We do have a unique value for you, though. What we have to give is the undivided attention of the internet’s foremost appreciator of college football’s finer things and places, its most devoted writers, and the not-insignificant social media muscle of yours truly. I am not exaggerating when I say that over 133,000 people follow me on Twitter dot com, and that my long experience on the site includes such accomplishments as:
Getting into a fight with the lead singer of Blues Traveler
Receiving retweets from such important celebrities as “227” star Jackée Harry, roots-rocker Jason Isbell, and Waffle House
Being followed by important influencers of our moment like Chrissy Teigen, boutique gas station Sheetz, and the Oregon Duck
Frankly, just getting me all by my lonesome would be a serious deal. Landing the whole group means having all of Banner Society gas up the best pre-Christmas bowl game for six weeks straight, cover the game like it’s the Super Bowl but with more interesting teams, and attend while extolling all the virtues of the Albuquerque metropolitan area’s considerable attractions.
(Petroglyphs! What other city has Albuquerque’s insanely strong petroglyph game?)
Moreover, on the scale of bowl game sponsors and their potential risk profile, Banner Society compares favorably to even the underwriters of much older and larger games. Unlike SoFi, sponsors of the Hawai’i Bowl, we aren’t making money off student loan holders’ misery or charging the government a billion dollars apiece for stealth bombers, like Military Bowl sponsor Northrop Grumman. Unlike the fattening Famous Idaho Potato Bowl, our website and community contain no carbs. (Or at least our beautiful readers and listeners don’t LOOK like they contain an excessive amount of carbs.)

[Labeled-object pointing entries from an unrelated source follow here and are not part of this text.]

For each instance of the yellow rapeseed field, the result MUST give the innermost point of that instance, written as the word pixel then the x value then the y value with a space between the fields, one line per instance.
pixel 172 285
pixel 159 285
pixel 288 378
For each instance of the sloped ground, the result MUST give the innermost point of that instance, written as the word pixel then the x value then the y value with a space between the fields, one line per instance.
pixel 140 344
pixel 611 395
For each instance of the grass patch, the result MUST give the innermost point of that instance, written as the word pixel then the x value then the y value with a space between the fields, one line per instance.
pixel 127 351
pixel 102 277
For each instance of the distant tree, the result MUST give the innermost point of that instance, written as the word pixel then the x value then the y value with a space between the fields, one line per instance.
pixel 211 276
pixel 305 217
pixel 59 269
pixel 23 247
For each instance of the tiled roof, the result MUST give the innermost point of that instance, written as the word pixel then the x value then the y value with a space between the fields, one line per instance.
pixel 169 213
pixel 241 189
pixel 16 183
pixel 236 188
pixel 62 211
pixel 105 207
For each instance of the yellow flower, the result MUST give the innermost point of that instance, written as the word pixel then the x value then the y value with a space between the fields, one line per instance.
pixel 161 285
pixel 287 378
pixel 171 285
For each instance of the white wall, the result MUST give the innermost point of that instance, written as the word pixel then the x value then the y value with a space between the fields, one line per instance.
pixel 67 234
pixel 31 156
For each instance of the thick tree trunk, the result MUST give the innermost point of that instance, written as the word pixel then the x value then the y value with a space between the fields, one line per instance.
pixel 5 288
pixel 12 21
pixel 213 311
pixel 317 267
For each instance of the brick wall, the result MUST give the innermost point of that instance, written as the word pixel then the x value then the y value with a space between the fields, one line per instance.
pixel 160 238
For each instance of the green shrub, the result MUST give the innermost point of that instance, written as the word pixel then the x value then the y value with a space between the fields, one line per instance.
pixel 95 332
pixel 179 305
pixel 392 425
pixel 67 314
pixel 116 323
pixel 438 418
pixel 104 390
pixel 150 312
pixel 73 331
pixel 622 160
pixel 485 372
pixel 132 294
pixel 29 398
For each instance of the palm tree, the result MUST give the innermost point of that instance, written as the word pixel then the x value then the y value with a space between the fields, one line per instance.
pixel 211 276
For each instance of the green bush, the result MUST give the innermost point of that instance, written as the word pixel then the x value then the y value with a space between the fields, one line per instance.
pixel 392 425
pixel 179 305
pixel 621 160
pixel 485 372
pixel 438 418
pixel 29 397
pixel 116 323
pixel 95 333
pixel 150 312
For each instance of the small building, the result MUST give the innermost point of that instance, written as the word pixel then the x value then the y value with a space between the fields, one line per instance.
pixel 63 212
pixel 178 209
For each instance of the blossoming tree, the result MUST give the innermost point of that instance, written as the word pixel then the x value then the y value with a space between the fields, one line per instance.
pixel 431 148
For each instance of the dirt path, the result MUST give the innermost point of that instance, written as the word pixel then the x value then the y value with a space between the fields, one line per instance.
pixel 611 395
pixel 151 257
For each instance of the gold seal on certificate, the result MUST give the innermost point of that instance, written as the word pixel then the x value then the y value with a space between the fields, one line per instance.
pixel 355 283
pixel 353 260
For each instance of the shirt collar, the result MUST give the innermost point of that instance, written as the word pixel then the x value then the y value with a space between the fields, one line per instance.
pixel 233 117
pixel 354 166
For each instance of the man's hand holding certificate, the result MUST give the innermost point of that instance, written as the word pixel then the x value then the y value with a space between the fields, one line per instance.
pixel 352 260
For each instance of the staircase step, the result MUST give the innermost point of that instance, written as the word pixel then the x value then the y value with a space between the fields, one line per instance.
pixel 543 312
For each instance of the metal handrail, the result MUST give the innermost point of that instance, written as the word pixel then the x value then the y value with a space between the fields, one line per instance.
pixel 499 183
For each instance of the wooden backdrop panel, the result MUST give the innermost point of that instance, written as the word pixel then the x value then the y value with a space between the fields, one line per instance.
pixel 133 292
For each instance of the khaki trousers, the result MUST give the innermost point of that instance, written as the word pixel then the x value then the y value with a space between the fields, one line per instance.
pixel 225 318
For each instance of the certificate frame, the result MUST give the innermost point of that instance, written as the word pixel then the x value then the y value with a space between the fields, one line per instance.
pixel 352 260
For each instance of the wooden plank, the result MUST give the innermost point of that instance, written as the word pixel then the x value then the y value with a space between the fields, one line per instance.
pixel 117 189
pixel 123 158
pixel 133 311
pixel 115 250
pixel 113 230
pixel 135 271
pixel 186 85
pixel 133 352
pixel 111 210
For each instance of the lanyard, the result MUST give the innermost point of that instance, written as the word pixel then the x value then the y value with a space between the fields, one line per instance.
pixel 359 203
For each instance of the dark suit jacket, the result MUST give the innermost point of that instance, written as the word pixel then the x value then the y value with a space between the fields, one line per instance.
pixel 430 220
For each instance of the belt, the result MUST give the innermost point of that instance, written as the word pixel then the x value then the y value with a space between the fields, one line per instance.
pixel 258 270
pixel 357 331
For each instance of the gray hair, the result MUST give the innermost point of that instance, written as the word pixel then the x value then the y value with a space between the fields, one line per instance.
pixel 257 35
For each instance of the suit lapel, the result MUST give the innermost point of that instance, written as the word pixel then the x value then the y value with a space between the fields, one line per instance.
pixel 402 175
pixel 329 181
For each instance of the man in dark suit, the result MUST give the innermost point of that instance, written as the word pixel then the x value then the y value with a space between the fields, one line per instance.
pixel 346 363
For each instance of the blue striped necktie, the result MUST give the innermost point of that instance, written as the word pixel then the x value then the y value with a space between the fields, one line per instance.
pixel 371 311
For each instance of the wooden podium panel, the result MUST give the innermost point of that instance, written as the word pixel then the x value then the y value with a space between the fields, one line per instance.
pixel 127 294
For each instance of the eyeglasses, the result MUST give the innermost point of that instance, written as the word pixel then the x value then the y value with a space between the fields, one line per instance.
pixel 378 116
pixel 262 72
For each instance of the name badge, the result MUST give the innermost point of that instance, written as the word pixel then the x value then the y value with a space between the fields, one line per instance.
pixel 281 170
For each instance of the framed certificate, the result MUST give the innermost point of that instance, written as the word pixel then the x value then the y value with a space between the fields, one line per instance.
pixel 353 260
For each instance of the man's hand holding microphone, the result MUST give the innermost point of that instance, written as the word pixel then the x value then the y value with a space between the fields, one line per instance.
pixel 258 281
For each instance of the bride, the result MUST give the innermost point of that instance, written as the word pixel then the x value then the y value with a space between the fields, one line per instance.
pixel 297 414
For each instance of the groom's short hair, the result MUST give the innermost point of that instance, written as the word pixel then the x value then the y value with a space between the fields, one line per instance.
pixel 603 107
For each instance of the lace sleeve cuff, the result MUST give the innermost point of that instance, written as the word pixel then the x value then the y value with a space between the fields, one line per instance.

Our list of all-natural ingredients is simple: 100% college football, 100% of the time. For the low price of “yes,” gritty gamer Banner Society will carry the New Mexico Bowl all the way back from a deficit and across the goal line for 2019.
We’re throwing you the ball, New Mexico Bowl. All you have to do is catch it and stop worrying about the money. After all, it’s not playing for free, if you do it for the love of the game. If that’s good enough for the players receiving nothing but gift bags and a free chili cook-off for their labor here, well, it is beyond time that it should be enough for the people running bowl games, too.